Appellant maintains that the evidence of intention to import has been counteracted by the notice of wrong shipment served by the airlines representatives upon appellee when the goods were unloaded, coupled with the request that the packages be returned or shipped back to the airport of origin. Such notice and request were reiterated in the formal letter sent to appellee on August 28, 1961. As proof of erroneous shipment, appellant points to the circumstances: (1) that the supposed consignees of the packages never claimed them for entry through the airport customshouse as required by Section 1201 of the Tariff and Customs Code; and (2) that the packages were found to contain dry goods and other articles instead of “frozen goods” as their labels indicated. Circumstance No. 1 was the logical result of the timely discovery of the misdeclaration; and circumstance No. 2, if anything, was precisely the justification for the seizure proceedings. In any event, it was within the appellee’s authority to determine whether or not the bare notice of wrong shipment served upon him was sufficient to overcome the convincing objective evidence of importation on which he acted. We are not prepared to say that in acting as he did he committed a grave abuse of discretion correctible by the extraordinary remedy of prohibition, or so far failed to perform a duty especially enjoined by law as to be subject to mandamus. Otherwise the exercise of the powers and functions vested by law in the Bureau of Customs in order to prevent smuggling could be easily frustrated. [9]

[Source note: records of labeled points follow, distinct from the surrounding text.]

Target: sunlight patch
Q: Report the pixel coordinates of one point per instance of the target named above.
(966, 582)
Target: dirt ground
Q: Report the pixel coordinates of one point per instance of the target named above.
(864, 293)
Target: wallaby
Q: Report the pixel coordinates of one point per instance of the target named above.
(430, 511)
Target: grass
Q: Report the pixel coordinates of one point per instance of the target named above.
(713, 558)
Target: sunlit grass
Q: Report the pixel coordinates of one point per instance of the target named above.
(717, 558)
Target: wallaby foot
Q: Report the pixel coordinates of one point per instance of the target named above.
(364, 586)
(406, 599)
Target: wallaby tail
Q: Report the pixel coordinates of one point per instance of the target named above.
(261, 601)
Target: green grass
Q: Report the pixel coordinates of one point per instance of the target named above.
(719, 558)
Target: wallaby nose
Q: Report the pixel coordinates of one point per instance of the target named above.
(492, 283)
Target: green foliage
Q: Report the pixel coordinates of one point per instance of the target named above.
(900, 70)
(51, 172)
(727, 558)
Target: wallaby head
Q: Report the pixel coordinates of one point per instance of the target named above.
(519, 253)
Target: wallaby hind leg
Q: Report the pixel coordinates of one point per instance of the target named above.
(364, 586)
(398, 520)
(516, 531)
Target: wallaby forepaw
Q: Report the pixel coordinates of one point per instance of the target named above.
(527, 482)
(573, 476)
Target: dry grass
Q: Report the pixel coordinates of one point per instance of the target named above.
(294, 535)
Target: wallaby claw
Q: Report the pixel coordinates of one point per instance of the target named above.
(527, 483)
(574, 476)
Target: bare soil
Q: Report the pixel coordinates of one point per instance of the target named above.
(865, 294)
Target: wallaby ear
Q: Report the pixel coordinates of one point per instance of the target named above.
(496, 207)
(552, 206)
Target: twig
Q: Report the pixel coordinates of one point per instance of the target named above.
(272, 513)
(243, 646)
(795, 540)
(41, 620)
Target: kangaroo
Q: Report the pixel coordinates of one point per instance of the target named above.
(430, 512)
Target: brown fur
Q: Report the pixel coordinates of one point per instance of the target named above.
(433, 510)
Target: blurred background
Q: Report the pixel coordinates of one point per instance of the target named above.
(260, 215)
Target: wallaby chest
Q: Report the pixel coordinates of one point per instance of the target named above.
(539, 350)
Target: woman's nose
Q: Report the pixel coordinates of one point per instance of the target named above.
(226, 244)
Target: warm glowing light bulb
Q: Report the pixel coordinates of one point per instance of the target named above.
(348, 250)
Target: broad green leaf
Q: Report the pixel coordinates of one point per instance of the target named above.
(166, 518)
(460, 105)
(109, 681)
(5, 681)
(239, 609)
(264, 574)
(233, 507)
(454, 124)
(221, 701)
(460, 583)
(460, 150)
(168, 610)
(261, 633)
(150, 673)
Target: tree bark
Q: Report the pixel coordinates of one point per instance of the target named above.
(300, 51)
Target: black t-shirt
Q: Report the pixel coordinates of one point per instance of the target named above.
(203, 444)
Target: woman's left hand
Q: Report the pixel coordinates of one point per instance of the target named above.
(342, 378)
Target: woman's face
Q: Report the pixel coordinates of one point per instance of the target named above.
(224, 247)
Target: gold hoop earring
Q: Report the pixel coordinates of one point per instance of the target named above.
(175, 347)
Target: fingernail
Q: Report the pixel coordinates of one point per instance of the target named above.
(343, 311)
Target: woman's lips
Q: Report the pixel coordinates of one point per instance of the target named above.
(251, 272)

If appellant believed that appellee’s conclusion was erroneous, the remedy was by appeal to the Commissioner of Customs, and then to the Court of Tax Appeals should the Commissioner uphold appellee’s decision. The Tax Court has exclusive appellate jurisdiction to review the action of the Commissioner in seizure and confiscation cases such as this one. And that power is to the exclusion of the Court of First Instance, which may not interfere with decisions of the Commissioner even in the form of proceedings for certiorari, prohibition or mandamus, which are in reality attempts to review the Commissioner’s actuations (Millarez v. Amparo, 98 Phil. 282; Namarco v. Macadaeg, 98 Phil. 185; Pepsi-Cola Bottling Company of the Philippines, Inc. v. Manahan, L-12096, April 30, 1959; Acting Collector of Customs vs. De la Rama Steamship Co., Inc., L-20676, February 26, 1965.)

WHEREFORE, the decision appealed from is affirmed, with costs against the appellant.

Concepcion, C.J., Reyes, JBL, Barrera, Dizon, Bengzon, JP, Zaldivar, Sanchez, and Ruiz Castro, JJ., concur. Regala, J., no part.